Friday, November 3, 2017
Columbian (Hyatt Regency Chicago)

*Names in bold indicate Presenter

Rajeev Darolia1, Cory Koedel2, Joyce Main3, Jean Felix Ndashimye2 and Junpeng Yan2, (1)University of Kentucky, (2)University of Missouri, (3)Purdue University


We use data from Missouri to examine the role of high school math and science courses on graduation with a science, technology, engineering, or mathematics (STEM) degree. A robust literature establishes that increased high school and math coursetaking corresponds to college success and a technical field of study. Inference from these relationships are subject to bias, however, since students’ own course choices are endogenous to major choice in college. We provide a cleaner, causal estimate of the effect of access to STEM courses in high school on major choice.

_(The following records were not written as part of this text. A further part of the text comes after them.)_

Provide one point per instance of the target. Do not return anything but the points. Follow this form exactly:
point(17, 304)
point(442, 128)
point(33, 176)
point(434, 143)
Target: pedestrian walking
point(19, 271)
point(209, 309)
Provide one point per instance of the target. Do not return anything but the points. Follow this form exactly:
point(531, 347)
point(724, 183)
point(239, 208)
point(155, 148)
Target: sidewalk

We find that while endogenous course-taking at the individual level positively predicts STEM outcomes in college, access to more STEM courses in high school has no observable overall effect on whether students pursue or complete a 4-year STEM degree. We further explore differences in this relationship by race, ethnicity, and gender.

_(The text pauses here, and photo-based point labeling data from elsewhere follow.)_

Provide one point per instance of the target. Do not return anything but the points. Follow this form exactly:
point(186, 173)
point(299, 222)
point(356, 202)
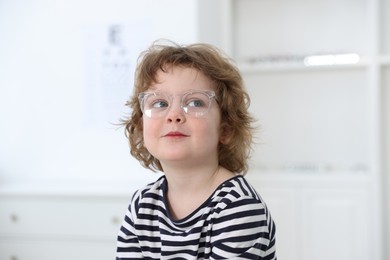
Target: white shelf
point(247, 67)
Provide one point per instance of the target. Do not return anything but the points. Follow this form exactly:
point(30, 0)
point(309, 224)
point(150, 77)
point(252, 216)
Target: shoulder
point(148, 194)
point(236, 201)
point(237, 189)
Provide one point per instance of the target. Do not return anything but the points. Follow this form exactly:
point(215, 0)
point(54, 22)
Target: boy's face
point(177, 137)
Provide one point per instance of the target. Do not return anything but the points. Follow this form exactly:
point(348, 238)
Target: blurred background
point(318, 73)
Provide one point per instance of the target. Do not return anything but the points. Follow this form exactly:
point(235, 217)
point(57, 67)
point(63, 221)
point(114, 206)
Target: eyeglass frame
point(210, 93)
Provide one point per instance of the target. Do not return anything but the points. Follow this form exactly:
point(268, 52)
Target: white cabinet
point(316, 72)
point(319, 217)
point(47, 227)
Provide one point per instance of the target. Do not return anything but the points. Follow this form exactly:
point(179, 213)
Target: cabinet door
point(282, 204)
point(61, 216)
point(336, 224)
point(17, 249)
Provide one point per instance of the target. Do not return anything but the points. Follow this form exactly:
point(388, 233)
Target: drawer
point(55, 249)
point(65, 216)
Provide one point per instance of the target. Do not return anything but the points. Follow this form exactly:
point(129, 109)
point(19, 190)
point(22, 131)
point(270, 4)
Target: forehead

The data used in this study is administrative microdata on 14 cohorts of students who graduated from a public high school and matriculated into a public Missouri college from 1996 to 2009 (N ≈ 155,000). Using panel data from state high schools, we construct a measure of the number of courses available in each high school in each year in addition to the actual courses taken by individual students. We track each student in the Missouri system and determine whether she graduated within six years after entry, and if so, her degree. In addition to regression adjusted estimates that control for a robust set of characteristics available in the data, we employ two panel data methods to estimate causal effects. First, using high school fixed effects, we leverage our long data panel to isolate within-high-school variance in STEM course availability to estimate its effect on STEM outcomes in college. Next, we instrument for students’ own course taking with within-high school variance in course availability.

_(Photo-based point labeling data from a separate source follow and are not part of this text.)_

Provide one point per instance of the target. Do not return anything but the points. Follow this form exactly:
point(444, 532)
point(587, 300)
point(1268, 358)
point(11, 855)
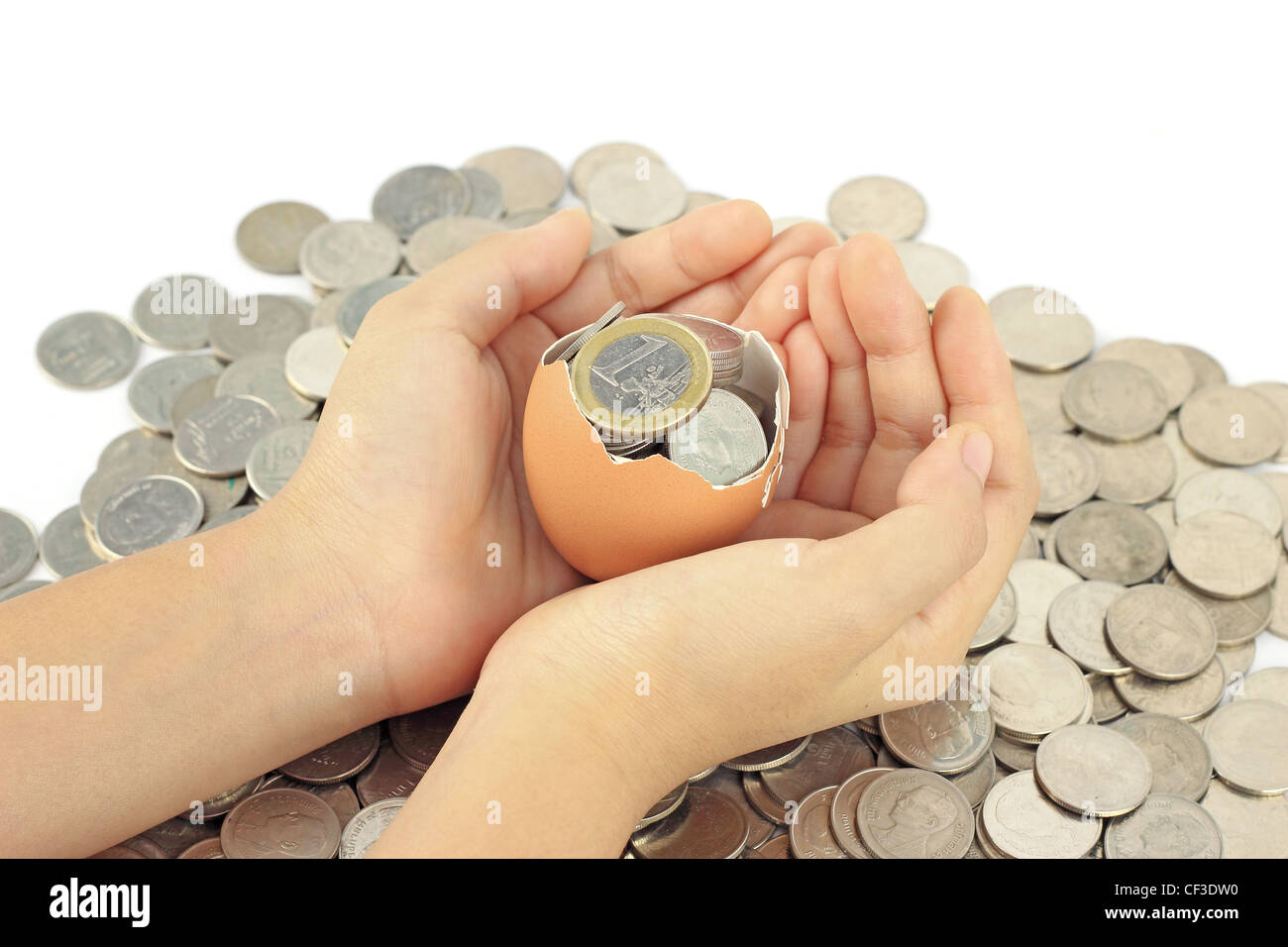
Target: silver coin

These findings are important because one of the strategies to meet the growing U.S. demand for a larger technological and scientific labor force is to increase the participation of women and underrepresented minorities in science and engineering fields. While research has demonstrated that high school preparation is a critical determinant in student success, many of the connections between high school level characteristics and college going rates have not been thoroughly studied. This study helps contribute to this important knowledge gap by connecting course access to STEM degree attainment using new and unique data that overcomes potential threats to internal validity inherent in past research.